Wondering what eggshells can serve for? Want to turn a trimming chore into a cuttings bonanza? Repurpose pits? Create your own fertilizer? There are 1001 ways to upcycle existing waste to make your garden better.
Pop a small hole at the bottom of each half-shell, set them back in their egg crate, and you’ve got a great seeding set! Fill them up with soil mix and sow your seeds.
When the plants have sprouted, squeeze the shells to splinter them and plant the whole thing in the ground.
Roots will cross over through the shells, and the calcium will break down and feed the plant as it decomposes.
Are you simply in love with the cut roses you were just given? Grow them in your garden!
Snip the stems of a couple of the roses in bits 4 to 6 inches (10 to 15 cm) long, and plant these rose cuttings in a spot full of shade. Water regularly. A year later, in fall, you’ll be able to transplant those cuttings that have developed a root ball.
→ Never throw pineapple heads away again!
Found an apricot particularly delicious? Set its pit aside to germinate in a pot filled with sand. In March, transplant the seedlings directly to the ground.
Come fall, you can set this apricot tree in the in the orchard section of your garden, it will produce fruits similar to the one that wowed you earlier.
→ Works great with avocado, too
Do you have chickens? Recover the feathers they lose every now and then and “steep” them in a pail filled with rainwater. Immerse them under the water level with mesh wire weighted down with rocks or they’ll simply float. Macerate in the shade for two months. This traditional Chinese recipe produces fertilizer that has very high nitrogen and trace element contents – something any plant will appreciate!

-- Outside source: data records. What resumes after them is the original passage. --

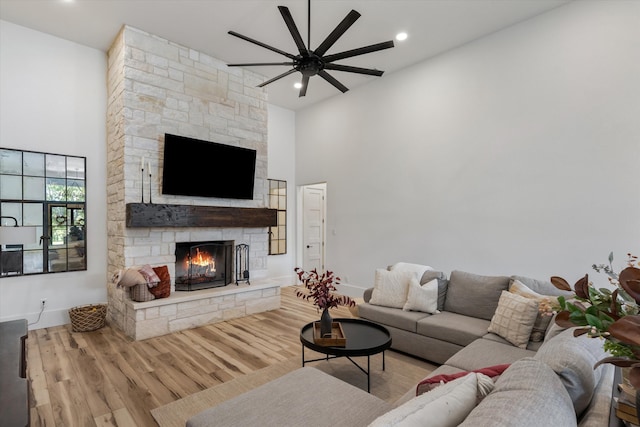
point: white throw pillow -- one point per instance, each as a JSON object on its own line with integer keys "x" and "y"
{"x": 445, "y": 406}
{"x": 390, "y": 288}
{"x": 514, "y": 318}
{"x": 422, "y": 298}
{"x": 542, "y": 320}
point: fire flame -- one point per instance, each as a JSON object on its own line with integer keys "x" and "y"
{"x": 201, "y": 262}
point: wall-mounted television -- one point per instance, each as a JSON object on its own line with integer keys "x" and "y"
{"x": 194, "y": 167}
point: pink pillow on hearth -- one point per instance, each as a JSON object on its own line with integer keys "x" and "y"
{"x": 163, "y": 289}
{"x": 150, "y": 275}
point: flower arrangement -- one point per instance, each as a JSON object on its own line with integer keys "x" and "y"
{"x": 321, "y": 289}
{"x": 609, "y": 315}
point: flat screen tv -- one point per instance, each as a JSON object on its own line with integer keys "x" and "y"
{"x": 193, "y": 167}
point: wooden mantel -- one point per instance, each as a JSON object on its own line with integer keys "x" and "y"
{"x": 160, "y": 215}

With high levels of phosphorus and potassium, banana peels are great ingredients for your compost.
You can also use them as is for rose tree fertilizer: dice them up and bury them about 1½ inches (4cm) deep at the foot of your rose bushes.

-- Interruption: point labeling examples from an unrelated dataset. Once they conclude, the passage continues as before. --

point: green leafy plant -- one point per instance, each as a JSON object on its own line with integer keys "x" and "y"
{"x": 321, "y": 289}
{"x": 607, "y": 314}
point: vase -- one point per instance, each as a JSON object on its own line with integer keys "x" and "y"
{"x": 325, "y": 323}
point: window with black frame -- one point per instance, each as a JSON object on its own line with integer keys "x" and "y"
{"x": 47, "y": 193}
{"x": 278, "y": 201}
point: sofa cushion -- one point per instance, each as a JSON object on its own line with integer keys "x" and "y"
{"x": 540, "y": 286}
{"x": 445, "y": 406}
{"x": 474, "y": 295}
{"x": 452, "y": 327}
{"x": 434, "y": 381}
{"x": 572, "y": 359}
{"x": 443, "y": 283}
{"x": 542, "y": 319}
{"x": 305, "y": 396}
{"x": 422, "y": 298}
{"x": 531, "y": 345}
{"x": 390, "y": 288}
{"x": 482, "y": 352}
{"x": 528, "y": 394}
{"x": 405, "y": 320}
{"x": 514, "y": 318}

Pile dead leaves up in a corner of the garden. Water, stomp the leaves down to crush them, and throw in a couple shovelfuls of healthy soil before adding the next batch of leaves.
In the following spring, use your spading fork to split the pile and use this mostly broken down organic matter to lather your flower beds, around the trunks of your trees, and in growing beds for the vegetable patch.
As they continuously break down, leaves turn into humus that will fertilize soil.